The SR-71 Blackbird has to be one of the coolest machines ever devised by man. During its tenure of service it set numerous sustained speed and altitude records surpassed even today only by actual space-faring craft. It was constructed with a singular purpose in mind: absolute speed. Consequently, no SR-71 was ever shot down during active service missions as it was simply able to accelerate away from any enemy missile. The cost of this safety was ease-of-use. The plane was notorious for being difficult to start, fly, and land. On the ground, the plane would constantly leak jet fuel as its manifold was intentionally designed to be loose fitting so that as surface temperatures climbed to 500 degrees Fahrenheit at mach 3.5, the manifold would naturally expand to create a perfect seal. In flight, the engines would occasionally unstart resulting in an extreme yaw that would toss crew members violently to one side of the plane. If anyone from the Pentagon had critiqued the plane on its ease of use or performance under basic flight maneuvers, like takeoff and landing, they would have concluded it was a hopelessly miserable beast of a plane and would have killed the program immediately. What everyone understood though was this: the SR-71 wasn't designed to fly like a normal plane; it was designed to fly at the very edge of the envelope where actual demons reside. As a result, the design of the SR-71 mandated tradeoffs that most normal aerospace engineers would never dream of contemplating. The Blackbird was successful though because it was designed and evaluated under the proper metrics; the result was quite simply the best spy plane ever built.
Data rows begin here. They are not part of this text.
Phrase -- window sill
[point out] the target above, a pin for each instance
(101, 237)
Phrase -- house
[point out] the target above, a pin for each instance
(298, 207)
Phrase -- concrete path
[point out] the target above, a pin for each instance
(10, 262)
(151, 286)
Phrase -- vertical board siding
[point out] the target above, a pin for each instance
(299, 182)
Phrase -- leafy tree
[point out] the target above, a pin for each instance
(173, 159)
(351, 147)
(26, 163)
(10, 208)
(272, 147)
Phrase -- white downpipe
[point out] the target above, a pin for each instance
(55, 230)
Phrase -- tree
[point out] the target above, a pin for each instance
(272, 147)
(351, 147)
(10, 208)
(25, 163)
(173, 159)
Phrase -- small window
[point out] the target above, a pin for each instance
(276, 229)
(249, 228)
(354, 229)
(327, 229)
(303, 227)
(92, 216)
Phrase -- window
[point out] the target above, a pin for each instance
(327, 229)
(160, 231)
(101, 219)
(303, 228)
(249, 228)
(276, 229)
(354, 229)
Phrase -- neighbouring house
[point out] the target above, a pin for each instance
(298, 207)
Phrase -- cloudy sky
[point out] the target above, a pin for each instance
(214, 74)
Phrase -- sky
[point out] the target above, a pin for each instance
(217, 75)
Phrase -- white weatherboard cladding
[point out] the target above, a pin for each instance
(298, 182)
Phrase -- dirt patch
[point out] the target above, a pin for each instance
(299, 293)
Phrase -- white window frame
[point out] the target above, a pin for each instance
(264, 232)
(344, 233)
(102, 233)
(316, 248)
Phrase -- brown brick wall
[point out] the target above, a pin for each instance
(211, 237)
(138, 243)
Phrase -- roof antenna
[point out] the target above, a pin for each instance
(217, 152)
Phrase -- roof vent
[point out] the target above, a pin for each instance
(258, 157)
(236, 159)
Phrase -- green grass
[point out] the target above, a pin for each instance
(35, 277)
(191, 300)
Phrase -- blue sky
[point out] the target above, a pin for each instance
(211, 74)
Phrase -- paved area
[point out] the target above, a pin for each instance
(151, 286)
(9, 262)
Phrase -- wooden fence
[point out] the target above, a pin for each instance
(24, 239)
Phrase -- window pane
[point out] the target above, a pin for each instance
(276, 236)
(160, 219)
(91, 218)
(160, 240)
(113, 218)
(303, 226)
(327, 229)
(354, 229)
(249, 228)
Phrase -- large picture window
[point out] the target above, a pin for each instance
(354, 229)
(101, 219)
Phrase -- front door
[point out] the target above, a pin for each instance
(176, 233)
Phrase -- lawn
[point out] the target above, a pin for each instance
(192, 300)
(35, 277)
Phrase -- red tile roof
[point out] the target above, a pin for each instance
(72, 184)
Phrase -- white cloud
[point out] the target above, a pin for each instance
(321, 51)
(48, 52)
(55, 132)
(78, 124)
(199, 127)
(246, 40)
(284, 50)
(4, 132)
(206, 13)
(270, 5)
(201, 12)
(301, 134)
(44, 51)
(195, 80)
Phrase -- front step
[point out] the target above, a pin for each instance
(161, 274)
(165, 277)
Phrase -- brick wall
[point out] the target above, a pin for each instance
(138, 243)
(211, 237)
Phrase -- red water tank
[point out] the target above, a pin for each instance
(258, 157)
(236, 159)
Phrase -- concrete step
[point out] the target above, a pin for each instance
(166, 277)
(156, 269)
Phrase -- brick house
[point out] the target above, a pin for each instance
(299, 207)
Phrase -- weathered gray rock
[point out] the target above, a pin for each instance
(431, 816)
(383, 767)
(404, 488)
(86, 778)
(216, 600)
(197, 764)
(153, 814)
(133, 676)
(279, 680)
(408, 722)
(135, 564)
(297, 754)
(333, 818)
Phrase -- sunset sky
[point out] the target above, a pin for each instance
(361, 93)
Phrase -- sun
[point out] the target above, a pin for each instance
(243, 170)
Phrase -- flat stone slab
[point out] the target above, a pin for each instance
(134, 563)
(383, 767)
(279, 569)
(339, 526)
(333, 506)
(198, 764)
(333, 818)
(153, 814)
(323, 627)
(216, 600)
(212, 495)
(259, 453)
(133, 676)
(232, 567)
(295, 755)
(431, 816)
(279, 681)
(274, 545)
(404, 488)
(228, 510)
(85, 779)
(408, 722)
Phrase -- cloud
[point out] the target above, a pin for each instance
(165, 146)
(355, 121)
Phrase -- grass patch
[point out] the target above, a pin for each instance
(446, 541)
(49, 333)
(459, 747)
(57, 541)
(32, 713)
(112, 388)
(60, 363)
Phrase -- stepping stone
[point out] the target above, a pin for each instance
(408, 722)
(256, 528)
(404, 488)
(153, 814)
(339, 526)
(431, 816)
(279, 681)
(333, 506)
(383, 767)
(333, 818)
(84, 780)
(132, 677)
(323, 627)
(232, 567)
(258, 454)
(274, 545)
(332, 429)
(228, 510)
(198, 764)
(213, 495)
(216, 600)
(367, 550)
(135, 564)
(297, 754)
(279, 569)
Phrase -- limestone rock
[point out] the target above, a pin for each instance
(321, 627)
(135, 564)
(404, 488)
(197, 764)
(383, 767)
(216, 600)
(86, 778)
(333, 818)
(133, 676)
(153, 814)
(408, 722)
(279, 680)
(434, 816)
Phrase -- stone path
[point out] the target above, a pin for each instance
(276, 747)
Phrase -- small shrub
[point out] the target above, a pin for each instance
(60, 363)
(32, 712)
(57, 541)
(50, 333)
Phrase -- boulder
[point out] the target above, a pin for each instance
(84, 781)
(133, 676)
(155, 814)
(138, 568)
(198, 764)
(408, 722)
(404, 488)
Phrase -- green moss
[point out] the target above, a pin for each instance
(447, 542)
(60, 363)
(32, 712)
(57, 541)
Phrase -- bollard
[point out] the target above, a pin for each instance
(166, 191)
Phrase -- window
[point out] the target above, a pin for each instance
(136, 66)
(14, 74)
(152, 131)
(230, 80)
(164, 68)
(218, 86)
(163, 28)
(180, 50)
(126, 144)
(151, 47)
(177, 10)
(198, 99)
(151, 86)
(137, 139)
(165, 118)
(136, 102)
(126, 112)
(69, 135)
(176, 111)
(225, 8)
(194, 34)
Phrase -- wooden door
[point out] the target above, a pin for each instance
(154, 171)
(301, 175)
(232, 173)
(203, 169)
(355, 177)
The trouble with mini-apps is that they don't represent the proper performance metrics for evaluating exascale-grade HPC programming models and software systems. As I've shown above, they don't create the same challenges that full-scale production applications do. If we continue evaluating programming systems exclusively using mini-apps then we will come down on the wrong side of the bias-variance tradeoff. The result will be a massive over-fitting of our designs to the wrong sets of features, ultimately dooming us to failure.
Mini-apps have their place: they are useful vehicles for conveying programmatic idioms and for showcasing how certain features of programming systems can be used to implement aspects of a larger application. When it comes to performance evaluations though, future exascale productions codes represent the equivalent of traveling at mach 3.5 and 80K feet. Only at this scale will the real challenges become manifest, and therefore it is the only domain under which future HPC programming systems can be properly evaluated.